Perhaps it is no accident that John Kerry’s name should be reflected in this ominous context during the week before Tisha Be’av, at a time the US administration seems hell-bent on rescuing Hamas from a quagmire of its own making.
GABRIEL A. SIVAN
Jerusalem
Sir, – The ultimate tragedy with Gaza is that Israel prefers what it considers to be the lesser of two evils – periodic obliteration of scores of innocent Palestinian lives – rather than the Saudi peace plan or the Geneva plan and ending settlement expansion and the occupation. In short, peace through a viable two-state solution.
Secretary of State John Kerry is trying to work for this but he was contemptuously sent packing.
For Israel the war in Gaza won’t work, just as it didn’t in Lebanon in 1982 and as it didn’t for the US in Iraq, Afghanistan and Vietnam.
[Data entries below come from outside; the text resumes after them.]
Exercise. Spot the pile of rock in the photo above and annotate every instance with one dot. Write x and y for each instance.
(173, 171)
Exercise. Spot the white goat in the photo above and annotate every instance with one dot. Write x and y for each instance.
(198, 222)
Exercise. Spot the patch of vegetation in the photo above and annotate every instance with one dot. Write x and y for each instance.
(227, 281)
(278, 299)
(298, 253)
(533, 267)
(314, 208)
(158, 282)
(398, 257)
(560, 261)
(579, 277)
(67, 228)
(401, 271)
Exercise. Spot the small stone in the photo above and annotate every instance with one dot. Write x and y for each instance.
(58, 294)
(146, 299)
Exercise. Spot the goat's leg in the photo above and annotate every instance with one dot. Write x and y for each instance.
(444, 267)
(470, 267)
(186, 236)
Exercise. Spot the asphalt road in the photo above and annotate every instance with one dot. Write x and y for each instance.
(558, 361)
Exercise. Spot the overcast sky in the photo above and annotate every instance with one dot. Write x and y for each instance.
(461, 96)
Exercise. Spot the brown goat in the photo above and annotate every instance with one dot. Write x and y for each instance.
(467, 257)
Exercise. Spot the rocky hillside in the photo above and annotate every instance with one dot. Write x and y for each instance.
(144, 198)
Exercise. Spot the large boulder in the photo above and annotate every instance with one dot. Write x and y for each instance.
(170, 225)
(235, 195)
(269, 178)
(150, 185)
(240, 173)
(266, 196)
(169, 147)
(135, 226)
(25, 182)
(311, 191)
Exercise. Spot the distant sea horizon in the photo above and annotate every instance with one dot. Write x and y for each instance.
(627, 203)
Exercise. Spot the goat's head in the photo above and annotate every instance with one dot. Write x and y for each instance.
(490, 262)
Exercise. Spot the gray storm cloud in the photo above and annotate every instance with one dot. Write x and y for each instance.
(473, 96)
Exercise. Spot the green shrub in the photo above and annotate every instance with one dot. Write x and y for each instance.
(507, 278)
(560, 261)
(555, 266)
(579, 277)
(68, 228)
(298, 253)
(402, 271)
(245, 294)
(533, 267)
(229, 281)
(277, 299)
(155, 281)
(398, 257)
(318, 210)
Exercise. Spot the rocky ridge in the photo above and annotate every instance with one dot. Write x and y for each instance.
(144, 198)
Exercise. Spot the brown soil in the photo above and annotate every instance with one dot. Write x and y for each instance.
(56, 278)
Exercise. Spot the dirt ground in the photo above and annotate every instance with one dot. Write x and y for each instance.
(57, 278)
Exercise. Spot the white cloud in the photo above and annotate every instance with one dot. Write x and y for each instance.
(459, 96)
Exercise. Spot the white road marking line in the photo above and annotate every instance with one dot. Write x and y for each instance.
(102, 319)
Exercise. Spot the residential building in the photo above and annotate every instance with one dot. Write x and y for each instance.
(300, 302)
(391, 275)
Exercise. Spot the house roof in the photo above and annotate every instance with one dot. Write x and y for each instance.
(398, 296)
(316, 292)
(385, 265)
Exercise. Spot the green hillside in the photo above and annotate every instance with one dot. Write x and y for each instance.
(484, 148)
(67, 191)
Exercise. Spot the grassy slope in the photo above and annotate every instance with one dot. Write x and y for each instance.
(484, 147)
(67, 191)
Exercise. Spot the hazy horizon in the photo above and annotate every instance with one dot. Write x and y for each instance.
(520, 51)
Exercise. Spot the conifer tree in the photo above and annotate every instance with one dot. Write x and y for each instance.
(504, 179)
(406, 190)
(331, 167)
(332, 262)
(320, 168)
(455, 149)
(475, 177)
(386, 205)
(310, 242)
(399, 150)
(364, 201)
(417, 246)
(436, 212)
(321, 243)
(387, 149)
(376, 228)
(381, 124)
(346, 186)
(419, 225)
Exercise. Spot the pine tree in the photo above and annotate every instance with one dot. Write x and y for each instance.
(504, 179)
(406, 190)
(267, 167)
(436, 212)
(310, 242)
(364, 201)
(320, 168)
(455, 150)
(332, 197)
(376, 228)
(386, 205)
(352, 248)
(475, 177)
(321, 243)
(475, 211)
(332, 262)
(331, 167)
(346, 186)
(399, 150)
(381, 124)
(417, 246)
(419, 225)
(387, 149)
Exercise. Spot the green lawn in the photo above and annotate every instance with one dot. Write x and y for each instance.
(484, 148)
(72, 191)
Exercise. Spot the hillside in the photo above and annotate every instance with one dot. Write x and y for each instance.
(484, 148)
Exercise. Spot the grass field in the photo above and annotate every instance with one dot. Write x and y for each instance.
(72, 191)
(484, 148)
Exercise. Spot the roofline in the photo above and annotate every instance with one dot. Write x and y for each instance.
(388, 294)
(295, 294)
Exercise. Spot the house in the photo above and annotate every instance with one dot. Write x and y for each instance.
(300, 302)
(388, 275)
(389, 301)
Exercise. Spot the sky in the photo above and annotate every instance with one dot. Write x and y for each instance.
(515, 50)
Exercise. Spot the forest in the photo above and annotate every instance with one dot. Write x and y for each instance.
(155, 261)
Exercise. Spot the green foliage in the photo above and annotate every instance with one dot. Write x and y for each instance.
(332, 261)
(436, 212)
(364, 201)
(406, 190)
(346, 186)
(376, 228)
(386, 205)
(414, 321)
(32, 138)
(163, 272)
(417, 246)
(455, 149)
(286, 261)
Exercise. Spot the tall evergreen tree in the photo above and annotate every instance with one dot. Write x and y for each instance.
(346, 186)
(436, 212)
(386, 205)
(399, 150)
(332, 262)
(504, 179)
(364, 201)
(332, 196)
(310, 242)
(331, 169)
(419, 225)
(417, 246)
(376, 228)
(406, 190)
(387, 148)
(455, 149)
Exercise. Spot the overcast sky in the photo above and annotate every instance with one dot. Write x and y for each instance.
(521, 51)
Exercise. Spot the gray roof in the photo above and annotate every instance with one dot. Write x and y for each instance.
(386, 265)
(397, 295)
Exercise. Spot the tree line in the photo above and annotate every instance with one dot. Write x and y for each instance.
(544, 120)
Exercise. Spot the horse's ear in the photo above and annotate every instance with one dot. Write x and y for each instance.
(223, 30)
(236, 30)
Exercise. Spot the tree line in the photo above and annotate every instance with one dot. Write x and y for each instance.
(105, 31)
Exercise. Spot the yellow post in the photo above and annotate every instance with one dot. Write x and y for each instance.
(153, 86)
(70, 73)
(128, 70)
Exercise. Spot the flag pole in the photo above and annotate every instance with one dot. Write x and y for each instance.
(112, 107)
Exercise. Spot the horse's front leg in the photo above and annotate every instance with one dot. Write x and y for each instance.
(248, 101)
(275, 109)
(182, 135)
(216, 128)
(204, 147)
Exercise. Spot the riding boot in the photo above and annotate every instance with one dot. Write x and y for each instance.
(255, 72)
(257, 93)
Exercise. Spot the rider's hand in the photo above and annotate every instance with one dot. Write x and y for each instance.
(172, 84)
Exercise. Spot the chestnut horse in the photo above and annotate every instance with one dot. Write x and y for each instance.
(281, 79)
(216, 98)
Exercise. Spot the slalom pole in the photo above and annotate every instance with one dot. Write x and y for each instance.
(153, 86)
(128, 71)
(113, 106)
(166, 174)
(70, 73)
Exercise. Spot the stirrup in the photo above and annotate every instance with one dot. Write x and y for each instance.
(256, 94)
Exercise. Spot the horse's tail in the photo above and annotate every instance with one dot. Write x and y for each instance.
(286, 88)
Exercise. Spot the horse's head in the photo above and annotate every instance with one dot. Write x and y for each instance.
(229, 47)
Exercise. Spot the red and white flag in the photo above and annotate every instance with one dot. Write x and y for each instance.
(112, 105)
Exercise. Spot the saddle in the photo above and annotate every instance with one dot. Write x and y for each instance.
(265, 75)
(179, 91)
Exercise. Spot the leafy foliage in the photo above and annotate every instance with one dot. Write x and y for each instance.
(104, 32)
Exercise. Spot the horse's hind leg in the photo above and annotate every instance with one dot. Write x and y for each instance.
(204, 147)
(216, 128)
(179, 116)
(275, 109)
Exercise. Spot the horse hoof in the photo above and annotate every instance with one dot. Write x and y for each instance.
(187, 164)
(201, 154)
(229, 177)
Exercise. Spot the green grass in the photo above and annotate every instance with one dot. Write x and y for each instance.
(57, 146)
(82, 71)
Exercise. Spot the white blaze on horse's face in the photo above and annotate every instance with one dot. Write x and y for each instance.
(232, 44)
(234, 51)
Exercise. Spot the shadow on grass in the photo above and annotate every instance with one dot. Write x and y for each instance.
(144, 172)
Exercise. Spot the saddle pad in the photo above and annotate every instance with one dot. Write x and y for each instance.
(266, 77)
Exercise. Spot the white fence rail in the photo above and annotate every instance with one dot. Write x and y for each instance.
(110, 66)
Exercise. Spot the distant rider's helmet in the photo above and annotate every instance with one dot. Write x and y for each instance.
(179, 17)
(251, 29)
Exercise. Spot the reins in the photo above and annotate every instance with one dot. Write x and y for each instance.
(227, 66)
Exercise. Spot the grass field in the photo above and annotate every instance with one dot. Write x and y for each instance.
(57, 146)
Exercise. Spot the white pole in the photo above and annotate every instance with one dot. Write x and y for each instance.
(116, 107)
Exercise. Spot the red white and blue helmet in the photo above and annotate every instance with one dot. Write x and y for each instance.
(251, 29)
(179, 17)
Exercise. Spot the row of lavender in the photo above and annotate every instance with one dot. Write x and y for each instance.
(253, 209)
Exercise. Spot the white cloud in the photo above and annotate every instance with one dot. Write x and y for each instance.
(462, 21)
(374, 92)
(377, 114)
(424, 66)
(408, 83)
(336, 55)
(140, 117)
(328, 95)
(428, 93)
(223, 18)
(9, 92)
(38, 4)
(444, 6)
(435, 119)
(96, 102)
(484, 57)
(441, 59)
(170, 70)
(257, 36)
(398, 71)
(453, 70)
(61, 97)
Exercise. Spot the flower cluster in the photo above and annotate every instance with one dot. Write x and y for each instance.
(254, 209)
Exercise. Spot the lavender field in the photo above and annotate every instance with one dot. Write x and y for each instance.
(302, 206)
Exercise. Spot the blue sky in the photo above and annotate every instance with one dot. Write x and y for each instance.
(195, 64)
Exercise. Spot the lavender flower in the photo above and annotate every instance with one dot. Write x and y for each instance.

One wonders how after weeks of bombing and so many Gazan dead there is still any war. Conventional power doesn’t work in guerrilla warfare; only political solutions work.
All deaths are tragedies, including those of the young, innocent Israeli soldiers who sacrificed all because were forced to go in, and Gaza’s Third World brown people, whose deaths have continued to skyrocket ever higher. I hope brown lives are considered just as valuable.
As the chickens of no peace have come home to roost, may Israel not treat Kerry any longer with contempt and may God grant that there be peace.
JAMES ADLER
Cambridge, Massachusetts
Sir, – Please stop with the cease-fires that are respected only by Israel. True peace will not come through negotiations with the Arabs – they always find loopholes and justifications for their actions. Real peace will come when the Arabs are too terrified to start up with the IDF.
A strong army and a strong government that is not afraid to show its muscle will bring quiet to the region.
We have already experienced the fruits of the Oslo Accords, which gave two Israeli leaders Nobel Peace Prizes. A great prime minister will shun that prize for a strong army that deters Israel’s enemies.
BETH BRIGHTERMAN
Syracuse, New York
Sir, – The US had the moral right to strike back at Japan in response to a cowardly, unprovoked attack on its property. But in Hiroshima and Nagasaki there were hundreds of thousands of innocent civilians. Was that proportional? England, in response to an attack not only on its own country, but in support of an ally, oversaw the flattening of cities such as Dresden, Leipzig and Berlin, with the concomitant loss of hundreds of thousands of civilian lives. Was that proportional? The hundreds of thousands of non-combatant civilians, including women and children, who have been and still are being killed in Syria, Somalia, Congo Iraq and elsewhere, have not occasioned the necessity of calling for UN meetings or war crimes inquiries. But Israel is the target of approbation when hundreds – not thousands or hundreds of thousands – of Palestinians are killed because they were blatantly used as human shields.
Alice in Wonderland is more easily understood than these attitudes.
COLIN G.B. FRANKEL
Netanya
Sir, – US pressure on Israel to “show restraint,” and Israel’s buckling to that pressure, is at least partially responsible for the current situation in Gaza.
The blood of our dead is on the hands of the American leaders who pressured Israel to risk its soldiers and civilians in order to minimize the casualties of our sworn enemies. Perhaps it’s also on the hands of our own leaders.
PHIL CHERNOFSKY
Jerusalem
Sir, – Cease fires come and go.
The solution that people are afraid to propose is the dreaded phrase “regime change.”
Get rid of Hamas. Recognize the radical Islamist threat and cut it off. Give the people of Gaza a chance to live under a government that cares for them more than it uses them.